While there needs to be more grass roots support in the country. – people helping people – there also has to be accountability. There has to be a plan. There has to be a point where our government owns its mistakes and works to fix them, not just do the bare minimum and sneak away in the night.
Because these are people’s lives.
These are the lives of children.
Children who are already showing the effects of the lead they were poisoned with.
I will never say that this was done with purpose and intent but there has to be a point where people take the reigns and say ENOUGH, let’s fix this, fix it right, and let’s remake this city.
There is hope here.
There are fires lit to guide the way forward.
There is investment.
There are programs for the youth.
But the shadow of this water crisis will last for decades, and like a stain, it continues to spread forward in history.
There are those that will look to Flint to pick off the last of the meat that remains.

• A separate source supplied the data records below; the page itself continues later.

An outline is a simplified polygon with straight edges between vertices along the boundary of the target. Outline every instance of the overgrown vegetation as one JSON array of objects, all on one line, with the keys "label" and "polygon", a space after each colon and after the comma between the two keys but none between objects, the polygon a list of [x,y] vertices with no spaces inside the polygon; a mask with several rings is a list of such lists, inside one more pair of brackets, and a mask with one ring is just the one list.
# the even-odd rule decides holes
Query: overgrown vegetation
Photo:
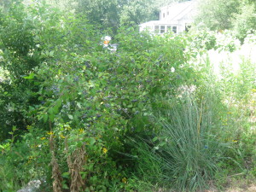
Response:
[{"label": "overgrown vegetation", "polygon": [[106,28],[108,9],[94,20],[75,3],[3,5],[1,191],[222,190],[256,177],[253,31],[152,36],[124,15]]}]

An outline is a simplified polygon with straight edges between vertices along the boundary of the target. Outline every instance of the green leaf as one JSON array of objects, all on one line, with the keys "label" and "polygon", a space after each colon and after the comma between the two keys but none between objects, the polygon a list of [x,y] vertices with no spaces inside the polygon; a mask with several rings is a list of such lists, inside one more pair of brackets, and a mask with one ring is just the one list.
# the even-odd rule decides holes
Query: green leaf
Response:
[{"label": "green leaf", "polygon": [[43,119],[44,119],[44,122],[46,123],[48,120],[48,114],[44,114]]},{"label": "green leaf", "polygon": [[50,57],[53,57],[53,55],[54,55],[54,53],[55,53],[55,51],[54,51],[54,50],[51,50],[51,51],[49,51],[49,56],[50,56]]},{"label": "green leaf", "polygon": [[70,119],[72,119],[72,120],[73,119],[73,117],[71,114],[67,114],[67,116]]},{"label": "green leaf", "polygon": [[35,77],[35,73],[31,73],[28,76],[25,76],[23,78],[26,79],[34,79],[34,77]]}]

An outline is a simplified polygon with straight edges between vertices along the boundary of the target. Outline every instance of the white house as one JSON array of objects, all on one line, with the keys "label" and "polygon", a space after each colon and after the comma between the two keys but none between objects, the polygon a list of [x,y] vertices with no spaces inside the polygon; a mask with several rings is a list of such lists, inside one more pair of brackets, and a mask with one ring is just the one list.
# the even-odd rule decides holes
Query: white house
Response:
[{"label": "white house", "polygon": [[191,0],[175,3],[160,9],[160,20],[151,20],[139,25],[140,32],[148,30],[154,33],[172,31],[180,33],[189,30],[195,14],[195,2]]}]

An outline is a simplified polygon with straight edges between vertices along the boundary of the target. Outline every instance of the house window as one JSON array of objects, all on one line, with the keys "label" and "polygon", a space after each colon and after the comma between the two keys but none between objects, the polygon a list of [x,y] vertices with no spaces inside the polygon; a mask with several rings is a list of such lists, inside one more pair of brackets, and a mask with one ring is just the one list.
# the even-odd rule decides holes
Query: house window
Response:
[{"label": "house window", "polygon": [[177,33],[177,26],[172,26],[172,32],[173,33]]},{"label": "house window", "polygon": [[160,33],[164,33],[166,32],[166,26],[160,26]]},{"label": "house window", "polygon": [[159,26],[154,26],[154,32],[159,33]]}]

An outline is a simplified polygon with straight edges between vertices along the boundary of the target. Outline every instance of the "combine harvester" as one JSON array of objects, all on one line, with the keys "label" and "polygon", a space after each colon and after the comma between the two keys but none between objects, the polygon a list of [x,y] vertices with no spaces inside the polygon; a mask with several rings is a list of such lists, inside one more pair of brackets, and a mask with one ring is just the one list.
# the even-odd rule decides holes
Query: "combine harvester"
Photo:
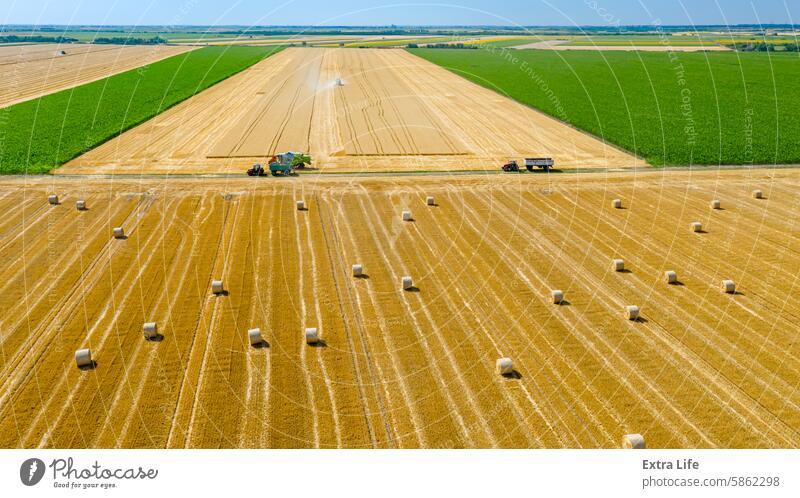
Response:
[{"label": "combine harvester", "polygon": [[[289,176],[293,170],[305,169],[307,164],[311,164],[311,156],[299,152],[284,152],[277,156],[272,156],[269,160],[269,172],[272,176]],[[265,176],[267,171],[261,164],[254,164],[247,170],[247,176]]]},{"label": "combine harvester", "polygon": [[[533,168],[541,168],[544,171],[550,171],[555,161],[551,157],[528,157],[525,158],[525,167],[528,171],[533,171]],[[503,171],[506,173],[519,172],[519,165],[517,161],[511,160],[503,165]]]}]

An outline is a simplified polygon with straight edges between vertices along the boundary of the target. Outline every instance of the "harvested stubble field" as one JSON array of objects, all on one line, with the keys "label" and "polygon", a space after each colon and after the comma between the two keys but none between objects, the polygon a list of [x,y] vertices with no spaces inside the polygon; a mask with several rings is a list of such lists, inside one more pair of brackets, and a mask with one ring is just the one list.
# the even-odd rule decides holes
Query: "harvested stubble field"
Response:
[{"label": "harvested stubble field", "polygon": [[0,107],[107,78],[194,48],[72,44],[0,47]]},{"label": "harvested stubble field", "polygon": [[0,446],[800,445],[800,172],[551,178],[4,179]]},{"label": "harvested stubble field", "polygon": [[494,170],[525,156],[641,164],[403,50],[290,48],[59,172],[244,173],[286,150],[325,171]]}]

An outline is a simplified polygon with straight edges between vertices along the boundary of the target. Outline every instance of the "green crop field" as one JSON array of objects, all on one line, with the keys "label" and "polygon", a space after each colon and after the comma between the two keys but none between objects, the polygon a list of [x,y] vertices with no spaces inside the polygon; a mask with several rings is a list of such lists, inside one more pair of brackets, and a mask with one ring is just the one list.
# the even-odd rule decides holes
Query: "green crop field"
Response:
[{"label": "green crop field", "polygon": [[201,48],[0,109],[0,173],[46,173],[279,50]]},{"label": "green crop field", "polygon": [[410,52],[656,166],[800,163],[797,54]]}]

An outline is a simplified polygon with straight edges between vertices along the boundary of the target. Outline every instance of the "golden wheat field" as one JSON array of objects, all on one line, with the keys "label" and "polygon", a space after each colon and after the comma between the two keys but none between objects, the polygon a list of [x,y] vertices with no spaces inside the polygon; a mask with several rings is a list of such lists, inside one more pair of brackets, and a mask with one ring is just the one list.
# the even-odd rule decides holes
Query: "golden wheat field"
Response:
[{"label": "golden wheat field", "polygon": [[797,447],[798,187],[790,169],[5,178],[0,445]]},{"label": "golden wheat field", "polygon": [[194,48],[54,43],[0,47],[0,107],[107,78]]},{"label": "golden wheat field", "polygon": [[643,164],[405,50],[289,48],[57,173],[243,173],[287,150],[333,172],[495,170],[540,156],[560,168]]}]

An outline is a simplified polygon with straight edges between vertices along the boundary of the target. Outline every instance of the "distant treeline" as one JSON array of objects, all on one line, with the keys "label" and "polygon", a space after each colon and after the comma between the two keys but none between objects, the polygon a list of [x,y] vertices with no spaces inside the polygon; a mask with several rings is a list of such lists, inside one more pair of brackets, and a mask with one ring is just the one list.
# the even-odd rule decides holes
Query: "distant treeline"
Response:
[{"label": "distant treeline", "polygon": [[[468,45],[466,43],[431,43],[423,45],[425,48],[460,48],[467,50],[477,50],[477,45]],[[408,48],[419,48],[417,43],[409,43]]]},{"label": "distant treeline", "polygon": [[800,42],[739,42],[728,46],[739,52],[800,52]]},{"label": "distant treeline", "polygon": [[0,43],[75,43],[77,38],[66,36],[0,36]]},{"label": "distant treeline", "polygon": [[155,38],[127,38],[125,36],[115,36],[113,38],[95,38],[92,43],[109,45],[163,45],[167,40],[156,36]]}]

To sell their book deals, and television shows, and movies, and to build careers on the people here, but with them there are people fighting for the city. Fighting for the people.
In the end we’re alone.
People are curious, and they will slow down as they go by, to look and see what is happening, but they don’t live here.
We do.
And we’ll have to find the way forward for ourselves.
But at least in that…we know we’re folllowing someone we can trust.
Ourselves.
…c…
amazing. spot on. thank you for putting this out there.